While I can use HTTPS to see your website (with expired cert) on IPv4 I cannot reach it using IPv6. You should review the value in your AAAA record or remove it if you do not support IPv6

Name:   hunttowers.org
A    Address: 73.60.28.201
AAAA Address: 2601:19c:4182:5900::e690

Update:
Here is what I saw using HTTPS and IPv4. Interesting there is no value for "Server:". It is not required but usually a clue of what is responding.

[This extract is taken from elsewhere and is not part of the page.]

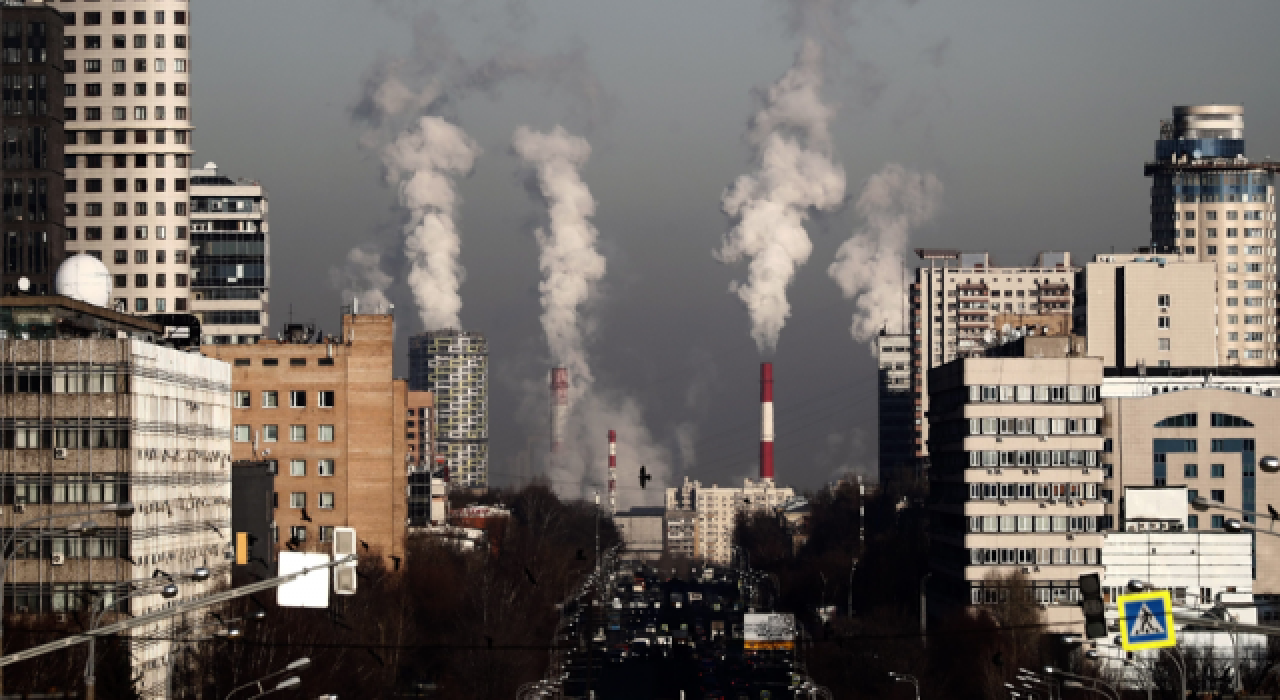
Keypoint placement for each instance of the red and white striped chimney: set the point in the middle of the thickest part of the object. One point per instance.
(767, 421)
(560, 410)
(613, 472)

curl -i4k https://hunttowers.org
HTTP/1.1 200 OK
Server:
Content-Length: 5379
Date: Sat, 24 Aug 2024 18:14:32 GMT

<!DOCTYPE html><html><head><title>Home Assistant</title>
4 Likes
4

Thank you! I was able to fix it by switching the Let's Encrypt configuration to use port 80 instead of 444. When I originally set it up last year, it wouldn't let me set it as port 80. Thanks!

3 Likes
5

Great. Good progress. But, you still need to review your IPv6

SSL Labs shows your IPv4 using today's cert. But, it cannot connect to your IPv6 address

https://www.ssllabs.com/ssltest/analyze.html?d=hunttowers.org&hideResults=on

4 Likes
6

HI,
I'm new here. I have trouble renewing like many others. Mainly eddiem.com
Do I tell my story here, start a new thread or what?
Thanx Eddie,

1 Like
7

Please start a new thread in the Help section where you're welcomed by a questionnaire which is mandatory. The chances your problem is exactly the same as this threads are quite slim. Even if the error you're getting might be the same, the origin and solution might not.

3 Likes
9

I opened up the firewall for ipv6 on the xFi Gateway/Router and reran the SSL Report and now get A grades for both ipv4 and ipv6. Is there something more I should do to check the Let's Encrypt certificate for ipv6?

Thanks!

2 Likes
10

No. That looks great.

3 Likes
11

This topic was automatically closed 30 days after the last reply. New replies are no longer allowed.